Son histoire est intimement liée au destin tragique de Salah bey qui gouverna Constantine durant 21 ans dans le dernier tiers du XVIIIe siècle.

Depuis quelques années, le port du fameux voile noir par les femmes dit m’laya est un fait rarissime aussi bien à Constantine que dans les principales villes de l’Est algérien.

Troquée contre le hidjab, par commodité pour certaines, par modernité pour d’autres, la m’laya est le dernier effet vestimentaire à avoir résisté aux tentations de la modernité après la disparition, depuis fort longtemps, de nombreux habits traditionnels masculins et féminins.

L’apparition de la m’laya dans le vécu des femmes de l’Est algérien, particulièrement à Constantine, remonte à plus de deux siècles.

Son histoire a toujours été intimement liée au destin tragique d’un homme exceptionnel qui marquera pour l’éternité la mémoire collective constantinoise.

Il s’agit de Salah bey qui gouverna Constantine durant 21 ans dans le dernier tiers du XVIIIe siècle. Connu pour ses ambitions politiques illimitées, il vécut une fin brutale et tragique.

« Le 8 août 1792, le dey Husayn, nouvellement nommé, proclame la destitution de Salah bey et envoie pour le remplacer un certain Ibrahim Bousbaa, ancien caïd du Sébaou, dans l’Ouest.

Quatre jours après son arrivée à Constantine, les partisans de Salah bey mettent à mort Ibrahim Bousbaa et Salah bey reprend les rênes du beylik et entre, de fait, en dissidence contre la régence à Alger qui n’hésitera pas à lui envoyer une armée renforcée.

Dans la ville, à la faveur d’une insurrection, Salah bey perd ses derniers appuis.

Sa tentative d’insoumission se termine dans le sang. Il est arrêté et étranglé le 1er septembre 1792. »(1).

Les conséquences de cet événement et l’origine de la m’laya se trouvent expliquées par H’sen Derdour dans son volumineux ouvrage Annaba, 25 siècles de vie quotidienne et de luttes.

Il évoque ainsi que « les Constantinois, qui étaient passionnés par son drame et dans lequel tout leur paraissait invraisemblable, les femmes, plus particulièrement, n’hésitèrent pas à accuser “le destin” de l’énormité, de l’horreur du crime.

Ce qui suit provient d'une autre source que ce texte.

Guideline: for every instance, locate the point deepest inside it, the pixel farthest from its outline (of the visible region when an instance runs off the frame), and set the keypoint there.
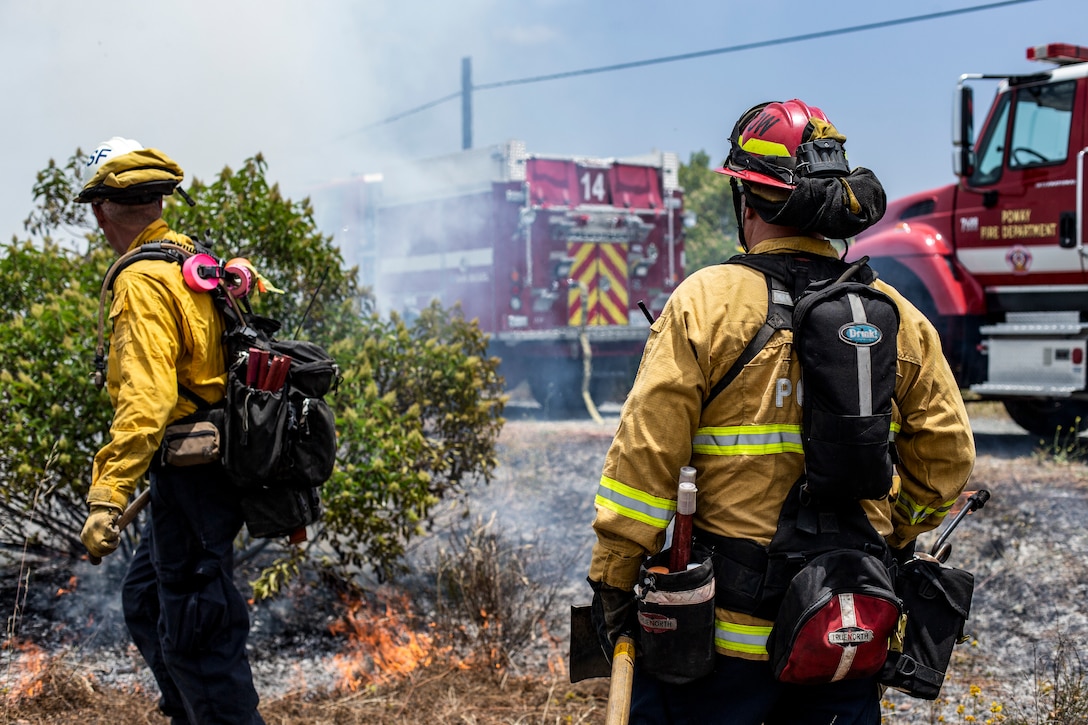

Aussi “banoutète”, “fkèrète” et “nadabète”, après chants lugubres et pleurs, se donnèrent-elles la mission de prononcer un deuil qui dure encore de nos jours : le port d’un voile noir aux plis lourds, qui enveloppe la femme de la tête aux pieds avec pour accessoire une désagréable chebrella (savate sans talon) »(2).

Faut-il savoir d’après le même ouvrage que les femmes de l’Est algérien avaient porté avec élégance, modestie et dignité le haïk blanc, bien qu’à cette époque ce voile noir et encombrant ne fut pas une nouveauté.
Une tradition perpétuée

Depuis 1792, le port de la m’laya, obligation faite à la fille qui atteint la puberté, n’a guère changé. Un rituel qui se transmet de génération en génération avec les mêmes gestes, même si les accessoires d’accompagnement ont changé avec le temps.

Mme Houria F., qui se rappelle bien l’époque des années 1950 quand elle a vu ses tantes porter la m’laya pour la première fois, remonte au premier jour où elle a mis le fameux voile noir une année après l’indépendance.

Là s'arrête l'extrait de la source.